Cosa c’era che non andava in lui?
I lineamenti del viso erano davvero delicati come li avevo immaginati, anche se non avrei mai immaginato di trovarmi di fronte ad un ragazzo quando avevo visto la sua schiena. Dio, avevo un nome da checca e un comportamento da checca. 
Cosa c’era che non andava in me?
Quando mi sono girato di schiena per lanciare un’altra occhiata a quella finestra da dove sembrava spuntare il sole in mezzo ad una notte così scura, ho alzato lo sguardo e il suo viso sospettoso guardava in basso, senza vedermi. La mia caduta aveva spezzato un ramo e fatto un gran casino. Perché avevo l’impressione che ogni cosa che avevo fatto in vita fosse sempre stata un gran casino? Si è passato una mano tra i suoi lunghi capelli neri e si è seduto sul davanzale, accendendosi una sigaretta, con lo sguardo dello stesso colore de petrolio che fissava un punto lontano, nella notte. Osservavo come le nuvole di fumo che uscivano dalla sua bocca rimanevano nell’aria, per poi dissolversi come ricordi, lentamente. 

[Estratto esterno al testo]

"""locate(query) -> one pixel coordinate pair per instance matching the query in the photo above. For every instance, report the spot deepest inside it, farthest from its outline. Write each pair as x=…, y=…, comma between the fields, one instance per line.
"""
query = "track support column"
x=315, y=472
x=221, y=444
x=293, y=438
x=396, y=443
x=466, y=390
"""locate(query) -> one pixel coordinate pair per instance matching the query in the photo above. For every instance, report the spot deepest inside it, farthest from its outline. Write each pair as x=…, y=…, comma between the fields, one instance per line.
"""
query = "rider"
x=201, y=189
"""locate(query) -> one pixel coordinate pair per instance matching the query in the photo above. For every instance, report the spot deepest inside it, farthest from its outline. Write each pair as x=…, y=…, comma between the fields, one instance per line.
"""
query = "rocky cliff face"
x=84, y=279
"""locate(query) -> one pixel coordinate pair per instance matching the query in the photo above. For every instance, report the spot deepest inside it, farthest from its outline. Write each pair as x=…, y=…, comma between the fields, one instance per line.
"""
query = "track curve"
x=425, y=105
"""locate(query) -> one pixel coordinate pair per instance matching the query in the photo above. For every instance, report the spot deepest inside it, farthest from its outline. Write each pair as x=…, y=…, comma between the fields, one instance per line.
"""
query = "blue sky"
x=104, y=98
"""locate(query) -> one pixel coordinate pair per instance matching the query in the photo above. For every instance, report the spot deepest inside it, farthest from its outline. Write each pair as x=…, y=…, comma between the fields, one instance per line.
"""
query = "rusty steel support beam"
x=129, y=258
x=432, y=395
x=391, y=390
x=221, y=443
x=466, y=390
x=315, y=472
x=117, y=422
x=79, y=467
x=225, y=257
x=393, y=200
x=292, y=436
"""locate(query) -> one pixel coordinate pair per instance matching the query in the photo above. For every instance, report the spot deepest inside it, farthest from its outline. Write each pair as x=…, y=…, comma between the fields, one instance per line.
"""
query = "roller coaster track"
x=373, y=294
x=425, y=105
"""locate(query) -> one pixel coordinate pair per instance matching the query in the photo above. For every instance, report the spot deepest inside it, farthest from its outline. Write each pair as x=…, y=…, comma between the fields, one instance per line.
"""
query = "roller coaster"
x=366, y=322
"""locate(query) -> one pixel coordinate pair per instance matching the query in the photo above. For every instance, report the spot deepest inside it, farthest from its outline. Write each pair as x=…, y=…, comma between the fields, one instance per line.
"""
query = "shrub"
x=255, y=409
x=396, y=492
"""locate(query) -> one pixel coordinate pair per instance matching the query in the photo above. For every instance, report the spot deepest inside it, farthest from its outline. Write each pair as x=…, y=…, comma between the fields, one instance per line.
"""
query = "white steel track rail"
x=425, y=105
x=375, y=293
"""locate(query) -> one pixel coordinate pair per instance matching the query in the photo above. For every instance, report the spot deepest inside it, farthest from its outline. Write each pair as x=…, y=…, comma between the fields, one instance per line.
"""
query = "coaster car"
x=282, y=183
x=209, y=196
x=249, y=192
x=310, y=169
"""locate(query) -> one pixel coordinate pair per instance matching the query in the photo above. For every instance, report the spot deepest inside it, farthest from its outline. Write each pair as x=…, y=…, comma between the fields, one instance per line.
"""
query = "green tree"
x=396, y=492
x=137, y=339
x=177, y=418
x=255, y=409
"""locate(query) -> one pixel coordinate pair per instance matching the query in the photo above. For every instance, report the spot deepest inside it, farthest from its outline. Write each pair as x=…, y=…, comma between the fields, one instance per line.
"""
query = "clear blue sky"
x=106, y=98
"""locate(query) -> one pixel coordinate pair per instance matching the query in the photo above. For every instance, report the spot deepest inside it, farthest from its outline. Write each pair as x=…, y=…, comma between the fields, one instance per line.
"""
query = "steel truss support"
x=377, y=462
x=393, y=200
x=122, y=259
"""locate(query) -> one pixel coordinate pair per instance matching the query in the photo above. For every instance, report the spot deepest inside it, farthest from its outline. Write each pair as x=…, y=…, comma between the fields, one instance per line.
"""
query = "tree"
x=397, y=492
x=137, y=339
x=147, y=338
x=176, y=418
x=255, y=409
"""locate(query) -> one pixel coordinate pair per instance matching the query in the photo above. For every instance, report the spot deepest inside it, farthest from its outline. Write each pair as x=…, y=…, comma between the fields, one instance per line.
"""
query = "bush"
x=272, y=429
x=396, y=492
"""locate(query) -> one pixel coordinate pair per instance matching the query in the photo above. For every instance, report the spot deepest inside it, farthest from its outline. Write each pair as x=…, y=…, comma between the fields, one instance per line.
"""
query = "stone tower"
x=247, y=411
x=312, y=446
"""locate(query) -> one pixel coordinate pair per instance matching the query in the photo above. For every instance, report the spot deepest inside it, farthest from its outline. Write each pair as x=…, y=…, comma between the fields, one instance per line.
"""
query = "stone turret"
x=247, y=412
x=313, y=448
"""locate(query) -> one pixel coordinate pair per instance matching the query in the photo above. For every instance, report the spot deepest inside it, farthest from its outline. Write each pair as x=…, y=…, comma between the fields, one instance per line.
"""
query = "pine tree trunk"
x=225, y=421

Le sue gambe penzolavano fuori dalla finestra, dondolando. Non mi ero accorto di essere rimasto sdraiato sulla schiena a guardarlo quando d’improvviso con gli occhi della mente, senza riuscire a controllarli, ho visto il suo viso delicato urlarmi contro, in una stanza vuota, bianca, senza finestra né porte. Urlava, la scena era offuscata e le immagini ruotavano, ma i suoi occhi incazzati e delusi li vedevo bene. Mi urlava contro, con la voce disperata di chi tenta tutto per salvare qualcun altro. ’Non devi farlo, non m’importa!’. Mi scuoteva. ’Non farlo, non me ne frega niente, ti prego, Fran…!’, l’immagine si era dissolta. Quel flash durato nemmeno un minuto era un ricordo appartenuto ad una vita, la mia e quel ragazzo ne aveva fatto parte.
Ero stato vivo. Ma perché ero morto? 
Basso, magro, fragile. Avevo vent’anni ed era la notte di Halloween.
Avevo vent’anni ed ero morto, con ancora i cioccolatini e un bigliettino d’amore nelle tasche.
Ero morto che ero vuoto, come l’ultimo degli innamorati. La morte mi aveva portato via non solo i ricordi, ma anche l’amore.